Flexibilities threaten emission cuts from MCPs
EU Parliament in action. Photo: © Elnur - Fotolia.com
Member states want to water down proposed new emission standards for medium-sized combustion plants, and there is now a risk that the European Parliament will push for even more exemptions.
Medium-sized combustion plants (MCP) should be given more lenient air pollution emission standards and extended compliance deadlines, according to the European Parliament’s rapporteur, Andrzej Grzyb, Polish representative of the EPP.
A new directive to limit air pollutant emissions from combustion installations with a thermal input between 1 and 50 megawatts (MW) was proposed by the Commission as part of its air quality package from December 2013. The proposal covers nearly 143,000 MCPs now in operation in the EU, which in 2010 together emitted some 554 thousand tons (kt) of nitrogen oxides (NOx), 301 kt of sulphur dioxide (SO2) and 53 kt of particulate matter (PM).
Even though the Commission’s impact assessment showed that EU-wide application of the most stringent standards now used in member states would reduce NOx emissions from these plants by nearly 80 per cent by 2025, the proposed new directive would only deliver less than half of this reduction.
The Commission has calculated that its proposal would cost around €300 million a year between 2025 and 2030, but the health and environmental benefits would be ten times that figure.
Despite the modest ambition level of the Commission’s proposal, discussions in the Council between member states are focussing on relaxing and delaying the emission standards, and draft position papers in the Parliament are heading in the same direction.
While the Commission’s proposal imposes the same emission limit values (ELV) for all plants, independent of their capacity, Mr Grzyb wants a division into three categories with markedly less stringent ELVs applied to the smaller installations.
Mr Grzyb’s draft position also introduces a large number of derogations, including a long list of plants that would be exempted from complying with the law, including recovery boilers used by pulp industry, gas turbines on offshore platforms, refineries, crematories and reactors in the chemical industry, as well as plants in remote island locations.
The Commission’s proposal includes a derogation for peak-load plants, by which member states may exempt existing plants that do not operate for more than 500 hours per year from compliance with the ELVs.

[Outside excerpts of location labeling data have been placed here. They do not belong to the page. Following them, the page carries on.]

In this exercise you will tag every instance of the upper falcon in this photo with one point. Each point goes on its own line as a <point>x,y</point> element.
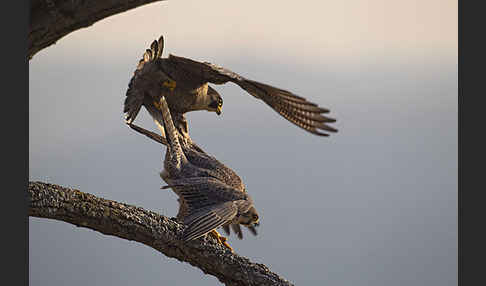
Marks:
<point>184,84</point>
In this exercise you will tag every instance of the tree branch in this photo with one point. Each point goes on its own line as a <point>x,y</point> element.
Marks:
<point>51,20</point>
<point>147,227</point>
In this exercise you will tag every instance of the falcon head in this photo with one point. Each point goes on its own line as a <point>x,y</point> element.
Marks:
<point>215,102</point>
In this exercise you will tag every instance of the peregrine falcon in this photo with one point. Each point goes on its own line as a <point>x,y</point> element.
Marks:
<point>184,83</point>
<point>209,166</point>
<point>211,195</point>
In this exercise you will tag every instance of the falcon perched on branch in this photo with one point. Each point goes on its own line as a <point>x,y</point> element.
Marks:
<point>209,196</point>
<point>184,84</point>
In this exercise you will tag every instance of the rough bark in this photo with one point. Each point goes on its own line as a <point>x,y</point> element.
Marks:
<point>51,20</point>
<point>159,232</point>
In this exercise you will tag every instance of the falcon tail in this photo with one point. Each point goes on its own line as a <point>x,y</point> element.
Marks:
<point>171,133</point>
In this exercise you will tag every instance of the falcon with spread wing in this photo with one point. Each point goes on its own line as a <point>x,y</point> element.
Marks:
<point>211,195</point>
<point>185,85</point>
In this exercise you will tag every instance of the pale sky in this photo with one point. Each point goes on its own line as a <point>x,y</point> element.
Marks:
<point>375,204</point>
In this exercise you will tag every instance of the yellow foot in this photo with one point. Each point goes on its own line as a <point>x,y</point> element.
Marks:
<point>221,239</point>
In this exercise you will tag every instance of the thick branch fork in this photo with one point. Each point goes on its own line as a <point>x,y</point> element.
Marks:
<point>51,20</point>
<point>147,227</point>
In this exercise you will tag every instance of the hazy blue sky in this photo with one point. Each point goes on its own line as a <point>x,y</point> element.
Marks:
<point>375,204</point>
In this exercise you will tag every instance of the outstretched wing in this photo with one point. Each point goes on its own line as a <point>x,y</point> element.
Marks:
<point>206,219</point>
<point>295,109</point>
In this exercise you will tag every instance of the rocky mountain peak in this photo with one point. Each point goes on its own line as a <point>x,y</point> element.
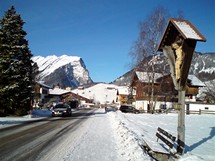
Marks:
<point>64,70</point>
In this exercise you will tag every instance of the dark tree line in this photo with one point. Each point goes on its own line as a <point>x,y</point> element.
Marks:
<point>16,66</point>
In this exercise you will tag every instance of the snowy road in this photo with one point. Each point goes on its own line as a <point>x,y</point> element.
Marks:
<point>47,139</point>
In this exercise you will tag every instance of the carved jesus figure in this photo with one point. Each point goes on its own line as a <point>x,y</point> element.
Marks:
<point>177,46</point>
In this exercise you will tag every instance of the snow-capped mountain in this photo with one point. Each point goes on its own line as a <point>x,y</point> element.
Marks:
<point>64,70</point>
<point>202,66</point>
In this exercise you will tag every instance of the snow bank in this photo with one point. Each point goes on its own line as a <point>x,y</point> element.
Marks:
<point>11,121</point>
<point>129,142</point>
<point>199,133</point>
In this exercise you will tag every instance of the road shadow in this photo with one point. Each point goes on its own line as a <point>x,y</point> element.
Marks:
<point>192,147</point>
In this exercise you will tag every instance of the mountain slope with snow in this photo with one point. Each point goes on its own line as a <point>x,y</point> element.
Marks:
<point>64,70</point>
<point>202,66</point>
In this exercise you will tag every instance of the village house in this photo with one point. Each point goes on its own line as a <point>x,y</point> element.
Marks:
<point>165,94</point>
<point>41,92</point>
<point>66,95</point>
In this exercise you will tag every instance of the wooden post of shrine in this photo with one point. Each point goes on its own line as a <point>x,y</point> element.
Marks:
<point>178,45</point>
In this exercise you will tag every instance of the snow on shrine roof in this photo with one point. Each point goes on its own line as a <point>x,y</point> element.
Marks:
<point>147,77</point>
<point>195,81</point>
<point>123,90</point>
<point>187,29</point>
<point>57,91</point>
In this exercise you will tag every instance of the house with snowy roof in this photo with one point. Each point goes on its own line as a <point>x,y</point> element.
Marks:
<point>66,95</point>
<point>165,93</point>
<point>41,91</point>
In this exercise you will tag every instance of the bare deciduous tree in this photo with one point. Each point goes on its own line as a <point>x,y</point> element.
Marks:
<point>146,45</point>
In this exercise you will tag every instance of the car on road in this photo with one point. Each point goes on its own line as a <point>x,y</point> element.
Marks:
<point>61,109</point>
<point>128,109</point>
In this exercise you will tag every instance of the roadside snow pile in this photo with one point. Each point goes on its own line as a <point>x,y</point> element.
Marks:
<point>132,129</point>
<point>11,121</point>
<point>41,113</point>
<point>127,139</point>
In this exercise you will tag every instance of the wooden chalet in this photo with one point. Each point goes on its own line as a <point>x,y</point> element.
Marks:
<point>164,90</point>
<point>41,91</point>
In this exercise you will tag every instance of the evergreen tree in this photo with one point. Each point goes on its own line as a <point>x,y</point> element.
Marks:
<point>15,64</point>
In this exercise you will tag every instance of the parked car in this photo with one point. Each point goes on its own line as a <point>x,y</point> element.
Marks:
<point>128,109</point>
<point>61,110</point>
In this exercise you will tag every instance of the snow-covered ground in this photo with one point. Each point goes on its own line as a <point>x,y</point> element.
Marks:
<point>118,136</point>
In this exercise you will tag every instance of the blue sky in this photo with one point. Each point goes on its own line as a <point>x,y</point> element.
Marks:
<point>102,31</point>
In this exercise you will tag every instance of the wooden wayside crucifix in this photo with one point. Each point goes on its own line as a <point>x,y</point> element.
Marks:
<point>178,44</point>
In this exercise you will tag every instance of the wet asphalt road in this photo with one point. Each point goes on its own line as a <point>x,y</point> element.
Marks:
<point>33,140</point>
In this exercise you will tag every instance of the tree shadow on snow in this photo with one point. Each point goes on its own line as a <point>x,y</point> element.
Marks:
<point>212,134</point>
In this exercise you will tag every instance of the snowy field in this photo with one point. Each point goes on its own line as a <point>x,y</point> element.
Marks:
<point>118,136</point>
<point>199,134</point>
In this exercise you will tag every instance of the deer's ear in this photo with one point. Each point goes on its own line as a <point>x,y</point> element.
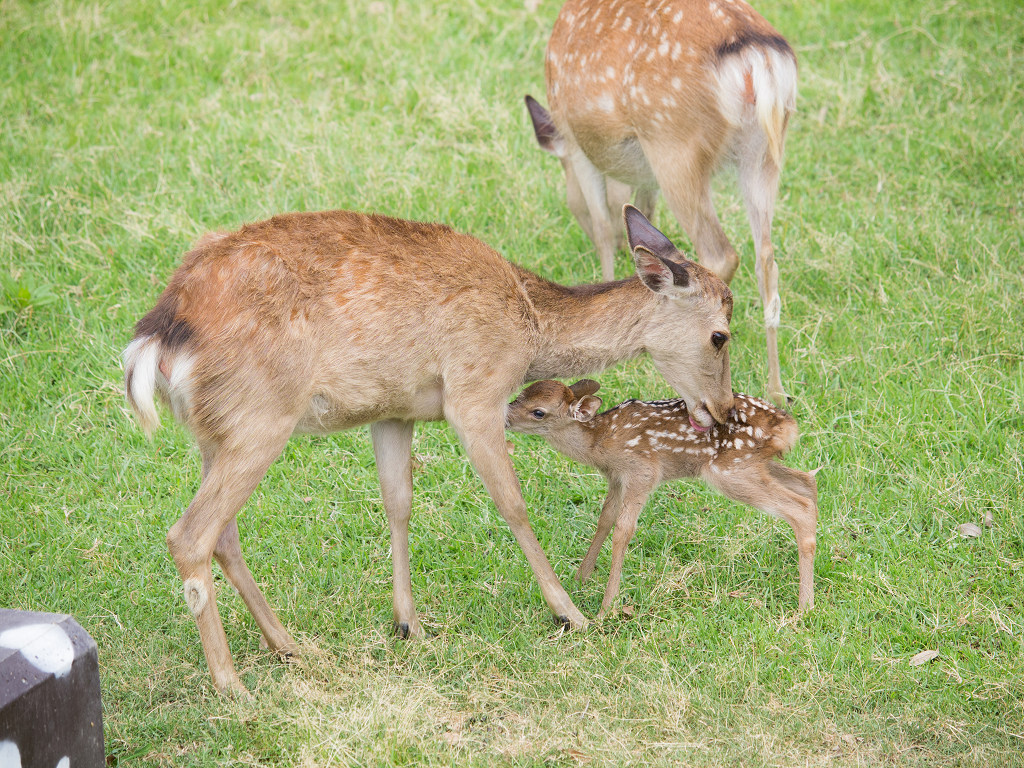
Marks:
<point>662,274</point>
<point>544,128</point>
<point>642,233</point>
<point>586,408</point>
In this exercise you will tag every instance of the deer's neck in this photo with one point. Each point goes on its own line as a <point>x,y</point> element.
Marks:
<point>586,329</point>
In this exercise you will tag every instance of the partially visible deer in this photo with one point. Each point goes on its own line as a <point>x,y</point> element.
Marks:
<point>322,322</point>
<point>659,95</point>
<point>638,445</point>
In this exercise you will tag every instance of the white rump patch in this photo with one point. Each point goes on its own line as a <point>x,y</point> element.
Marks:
<point>140,358</point>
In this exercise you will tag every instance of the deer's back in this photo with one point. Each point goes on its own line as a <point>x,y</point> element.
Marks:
<point>348,317</point>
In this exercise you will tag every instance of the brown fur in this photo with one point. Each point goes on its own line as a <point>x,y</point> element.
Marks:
<point>637,445</point>
<point>658,96</point>
<point>321,322</point>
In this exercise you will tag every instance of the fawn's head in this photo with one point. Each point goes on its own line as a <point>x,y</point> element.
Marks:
<point>548,406</point>
<point>688,335</point>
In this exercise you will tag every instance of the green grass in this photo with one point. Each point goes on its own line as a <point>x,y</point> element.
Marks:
<point>126,130</point>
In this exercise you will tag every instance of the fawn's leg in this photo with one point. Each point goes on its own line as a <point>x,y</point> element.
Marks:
<point>634,495</point>
<point>609,513</point>
<point>393,451</point>
<point>783,493</point>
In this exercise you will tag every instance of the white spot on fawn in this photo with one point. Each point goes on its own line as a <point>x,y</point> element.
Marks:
<point>196,596</point>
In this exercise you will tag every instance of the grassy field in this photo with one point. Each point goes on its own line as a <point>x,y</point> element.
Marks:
<point>128,129</point>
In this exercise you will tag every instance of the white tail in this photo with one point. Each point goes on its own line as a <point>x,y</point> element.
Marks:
<point>660,97</point>
<point>638,445</point>
<point>322,322</point>
<point>140,359</point>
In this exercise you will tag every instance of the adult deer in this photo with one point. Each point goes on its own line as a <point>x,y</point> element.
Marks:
<point>638,445</point>
<point>658,95</point>
<point>322,322</point>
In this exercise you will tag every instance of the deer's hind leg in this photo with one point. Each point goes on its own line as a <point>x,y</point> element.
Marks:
<point>229,476</point>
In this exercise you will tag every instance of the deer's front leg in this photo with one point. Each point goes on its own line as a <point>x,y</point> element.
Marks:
<point>483,438</point>
<point>393,451</point>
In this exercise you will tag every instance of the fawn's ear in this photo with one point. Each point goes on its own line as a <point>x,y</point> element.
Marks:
<point>585,409</point>
<point>584,387</point>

Mr Grzyb wants to significantly extend this, to 1,000 hours per year as a rolling average over a period of five years.
He further suggests toning down the Commission’s proposal to oblige member states to apply stricter ELVs to plants in zones that do not comply with mandatory EU air quality standards by making it voluntary.
Environmental groups criticised the many exemptions and weaker emissions limits, saying these called into question how useful the law will be. In a comment on the outcome of the environment ministers’ discussions in December, Christian Schaible of the European Environmental Bureau (EEB) said: “Ministers seem to be more concerned with providing derogations and extra flexibility for plant operators than with reducing the number of premature deaths in the EU due to air pollution”.
Environmental and health protection organisations from across the EU have agreed a number of main priorities for improving the proposed directive, including to:
- Set ELVs in line with the Best Available Techniques (BATs);
- Bring forward the compliance deadlines for both new and existing plants;
- Address all MCPs, even when they are part of a bigger installation covered by the Industrial Emissions Directive;
- Set ELVs for other pollutants, such as mercury, formaldehyde and methane;
- Reject the shopping list of derogations suggested by the Council.
The Parliament’s Environment Committee is scheduled to vote on the matter on 13–14 April.
Sources: ENDS Europe Daily, 17 December 2014 and 9 February 2015.
NGO Position paper: Recommendations to clean up air pollution from Medium Combustion Plants (23 February 2015).